In Time (Release Date: 10-28-2011)

        In Time doesn't waste any of its namesake in arriving at it's central concept, so I'd might as well not either. As we learn from some hyper earnest/serious voice-over narration from Justin Timberlake, we are now in the future, and the economic structure has seen a few changes. In this world, each and every person stops aging at 25, at which point they have exactly One year to live, a quantity of time that, somehow, is tattooed to everyone's wrist, glowing green and ever counting down. This time is the currency of the world, Four minutes buying a cup of coffee, several months bringing home a car, etc. Our hero, Will Salas (Timberlake), lives in a district named Dayton, wherein workers toil and sweat just in order to have enough time to wake up in the morning and get back to their jobs.
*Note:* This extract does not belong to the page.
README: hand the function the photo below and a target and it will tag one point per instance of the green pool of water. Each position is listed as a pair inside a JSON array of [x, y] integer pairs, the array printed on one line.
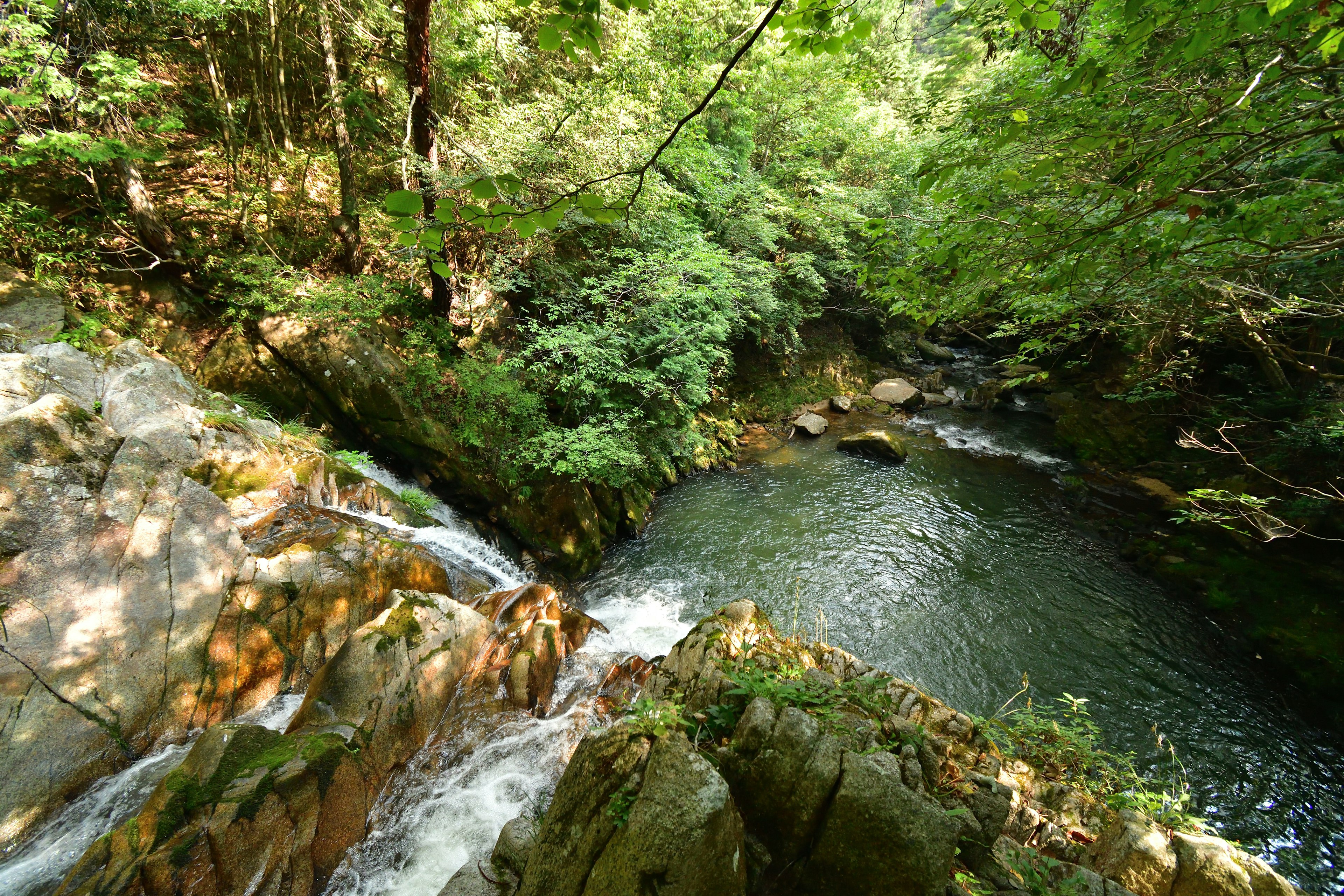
[[961, 570]]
Far, far away lies a city where no such sacrifices are made, and fat cats live with the utmost certainty that, as long as they don't act recklessly, they will live as long as they like (Don't worry, this movie is not a political analogy... *wink*). The system is corrupt, and Salas is out to take it down.

        In Time was never going to be a bad movie for a simple reason: It's conceit is extremely interesting, as it holds up a sort of fun house mirror to our current socio-economic landscape. Because of this intrigue, almost all of the movie's 109 minutes prove engaging. This, however, has nearly nothing to do with the execution. Writer/Director/Producer Andrew Niccol gives the movie a somewhat boring visual pallet, and its hard not to wonder why, in this distant future, the time-keeping wrists are literally the only futuristic devises that ever seen on screen. Cops drive around in boxy, souped-versions of older cars, and the decadently rich still spend their time in suites, casinos, and luxurious dinner parties with classic decor. Way to dream big about the coming years, buddy.
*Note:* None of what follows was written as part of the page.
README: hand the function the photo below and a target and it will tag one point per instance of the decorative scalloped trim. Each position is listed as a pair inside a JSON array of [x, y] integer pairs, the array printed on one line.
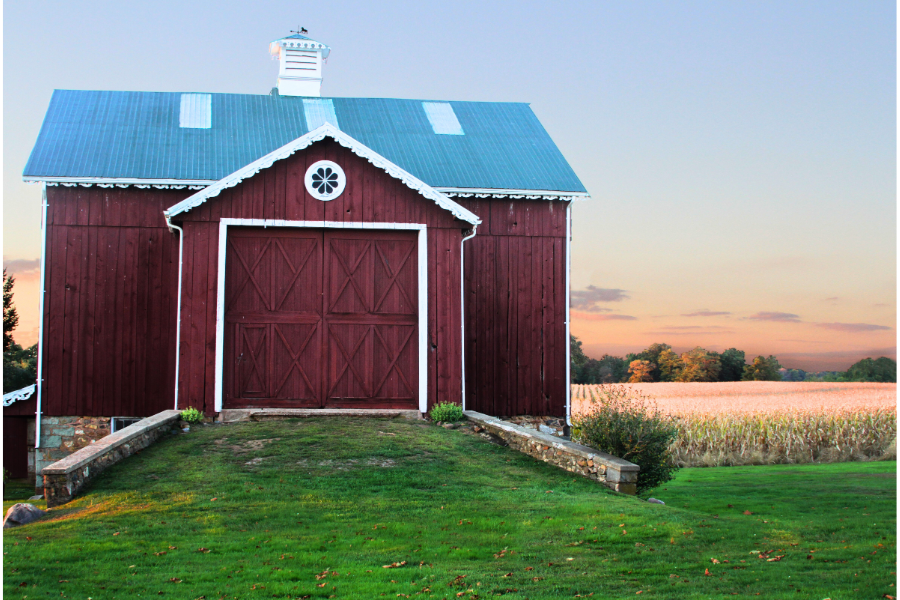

        The script is also riddled with mistakes, the most glaring of all being its complete and utter aversion to developing real characters. Olivia Wilde shows up for Two scenes and adds nothing as Salas' mother, Cillian Murphy hams it up in a goofy, occasionally enjoyable but impossibly shallow, villainous supporting role, and Amanda Seyfried, bless her heart, was obviously signed on for her looks, and her looks alone. I don't really have any idea if she can act, but In Time doesn't even give her a chance to try. Timberlake, who has had some charming performances in the last couple of years, isn't really up to the task of going full-on badass (Watching him turn to the camera, straight-faced, and deliver lines like, "No one should be immortal if any one person has to die," is somehow both hilarious and painful). His finer moments are his quieter ones, making eyes at Seyfried, or having a heart-to-heart with his best friend Borel (Johnny Galecki). In Time is a mixed bag, a great concept adorned with middling execution. It will hold your attention, but you probably won't be recommending it to any of your friends. Time is just too valuable.